Quand j’étais petit, j’attrapais le magazine de Canal+ pour lire les scénarios des films d’horreur et deviner les monstruosités qui pouvaient bien se cacher derrière des titres comme Le jour des morts vivants (Day of the Dead) de George A. Romero ou Massacre à la tronçonneuse (The Texas Chainsaw Massacre) de Tobe Hooper. Je souhaitais à tout prix regarder les yeux fermés ces terrifiantes créations du 7eme art interdites au moins de 16 ans. Finalement, Hansel et Grettel (1987) de  Len Talan est le premier film qui m’a terrifié, suivi du monstre dans Les Aventures du baron de Münchhausen de Terry Gilliam. Oui il en faut parfois très peu, la peur est quelque chose de très personnel et évolue avec l’âge.

Génial, le cadavre d'une femme violée - "I saw the débile"

C’est la peur que je cherchais en tremblant devant Alien : Le Huitième Passager (Alien) de Ridley Scott, en pensant quitter la salle durant Event Horizon, le vaisseau de l’au-delà de Paul W. S. Anderson, ou en cauchemardant après certains épisodes de X-Files : Aux frontières du réel. Plus récemment The Descent de Neil Marshall m’a donné un bon coup de sang.

L’hémoglobine coule dans ces œuvres aux bons moments, pour renforcer la terreur. Par la suite j’ai plongé dans les sanguinolants BrainDead de Peter Jackson, Evil Dead de Sam Raimi, puis me suis gondolé devant Pirahna 3D d’Alexandre Aja. Des tripes, du gore, de l’humour bien lourd et beaucoup de plaisir.
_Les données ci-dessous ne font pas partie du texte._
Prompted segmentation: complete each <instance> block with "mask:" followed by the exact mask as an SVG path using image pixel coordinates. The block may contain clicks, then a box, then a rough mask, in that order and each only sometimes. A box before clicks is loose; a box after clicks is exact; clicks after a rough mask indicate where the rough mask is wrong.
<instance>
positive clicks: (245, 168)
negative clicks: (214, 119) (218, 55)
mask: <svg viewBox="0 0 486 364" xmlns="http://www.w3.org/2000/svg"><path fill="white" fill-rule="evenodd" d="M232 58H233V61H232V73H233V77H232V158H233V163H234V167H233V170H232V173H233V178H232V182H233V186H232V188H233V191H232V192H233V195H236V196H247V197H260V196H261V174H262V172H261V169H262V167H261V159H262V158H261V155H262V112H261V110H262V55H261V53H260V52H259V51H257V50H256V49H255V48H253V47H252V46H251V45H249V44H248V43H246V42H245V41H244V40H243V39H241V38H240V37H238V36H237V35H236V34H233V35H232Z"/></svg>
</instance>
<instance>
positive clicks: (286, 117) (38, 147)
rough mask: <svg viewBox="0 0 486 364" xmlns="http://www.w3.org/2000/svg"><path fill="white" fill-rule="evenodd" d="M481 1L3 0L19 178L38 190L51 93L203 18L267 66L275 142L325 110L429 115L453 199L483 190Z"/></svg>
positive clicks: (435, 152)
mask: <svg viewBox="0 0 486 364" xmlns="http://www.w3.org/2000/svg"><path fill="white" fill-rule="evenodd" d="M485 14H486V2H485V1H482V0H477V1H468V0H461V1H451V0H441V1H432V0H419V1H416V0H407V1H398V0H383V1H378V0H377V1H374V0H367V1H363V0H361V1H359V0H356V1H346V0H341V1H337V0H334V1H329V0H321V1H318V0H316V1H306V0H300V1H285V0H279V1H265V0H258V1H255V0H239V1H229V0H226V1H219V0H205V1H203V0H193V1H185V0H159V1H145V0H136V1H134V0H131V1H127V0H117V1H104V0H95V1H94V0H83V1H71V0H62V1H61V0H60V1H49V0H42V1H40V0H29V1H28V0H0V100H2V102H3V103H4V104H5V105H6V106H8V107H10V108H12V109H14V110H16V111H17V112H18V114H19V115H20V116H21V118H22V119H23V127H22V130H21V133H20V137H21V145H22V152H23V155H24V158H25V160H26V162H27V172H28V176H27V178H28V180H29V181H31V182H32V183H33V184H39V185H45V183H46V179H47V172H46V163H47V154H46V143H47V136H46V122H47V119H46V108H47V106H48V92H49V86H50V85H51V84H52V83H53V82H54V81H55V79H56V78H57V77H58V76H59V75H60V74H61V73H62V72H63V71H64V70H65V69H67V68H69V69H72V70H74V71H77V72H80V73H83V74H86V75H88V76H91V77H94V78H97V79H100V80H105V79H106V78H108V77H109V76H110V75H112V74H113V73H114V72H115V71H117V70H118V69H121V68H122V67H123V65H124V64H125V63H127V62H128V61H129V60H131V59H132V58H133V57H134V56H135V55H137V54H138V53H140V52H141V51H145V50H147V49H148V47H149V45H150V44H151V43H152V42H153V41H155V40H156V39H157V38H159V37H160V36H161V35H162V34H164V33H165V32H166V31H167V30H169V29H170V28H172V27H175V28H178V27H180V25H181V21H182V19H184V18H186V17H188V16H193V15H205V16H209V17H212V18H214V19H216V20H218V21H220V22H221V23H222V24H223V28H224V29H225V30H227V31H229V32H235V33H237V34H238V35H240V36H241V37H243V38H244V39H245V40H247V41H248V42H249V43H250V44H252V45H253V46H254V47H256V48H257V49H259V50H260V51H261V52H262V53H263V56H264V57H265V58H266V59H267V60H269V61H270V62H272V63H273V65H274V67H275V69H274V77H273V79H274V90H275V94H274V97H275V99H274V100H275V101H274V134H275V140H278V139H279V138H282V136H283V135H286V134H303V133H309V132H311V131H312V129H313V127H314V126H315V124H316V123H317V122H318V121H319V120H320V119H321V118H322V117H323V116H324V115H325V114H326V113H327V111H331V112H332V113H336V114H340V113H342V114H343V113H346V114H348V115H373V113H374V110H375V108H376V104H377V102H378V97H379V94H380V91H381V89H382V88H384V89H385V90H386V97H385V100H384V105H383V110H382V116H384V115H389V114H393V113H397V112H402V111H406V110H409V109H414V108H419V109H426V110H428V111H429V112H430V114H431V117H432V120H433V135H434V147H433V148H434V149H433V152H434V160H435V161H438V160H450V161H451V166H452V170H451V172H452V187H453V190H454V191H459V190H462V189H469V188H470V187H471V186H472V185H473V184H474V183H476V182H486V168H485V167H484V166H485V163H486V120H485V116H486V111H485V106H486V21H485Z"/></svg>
En 2012, on sait s’amuser au cinéma – « The Human Centipede »

Puis ils sont arrivés. Porté par la télé-réalité, l’information spectacle post-11 septembre, la culture médiatique de l’immédiat. Sadisme, voyeurisme, morbidité, torture : Saw, Hostel, The Human Centipede, I saw the devil, Martyrs…  Du gonzo-gore : un décor, des jolies filles, pas de scénario, de l’étalage de viande, un réalisateur qui abuse des gros plans sur les parties les plus trouées et suintantes. Incroyable, j’ai grandi avec Zelda, Steven Spielberg et IAM, ces films malsains ne me ressemblent pas.

Braindead : gore mais rigolo

Autant un porno a sa fonction masturbatoire, autant là je ne comprend pas. Il tabasse la fille dans la cave puis la dépèce vivante (Martyrs), il coud la bouche de l’un avec l’anus de son copain (The Human Centipede), elle éventre son petit ami pour récupérer une clef (saw). Que cherchent ces réalisateurs ?  La création d’une catégorie snuff movie au festival de Cannes ?

Je veux oublier ces films, retrouver le suspense, le gore bon enfant et de bons réalisateurs pour filmer l’horreur…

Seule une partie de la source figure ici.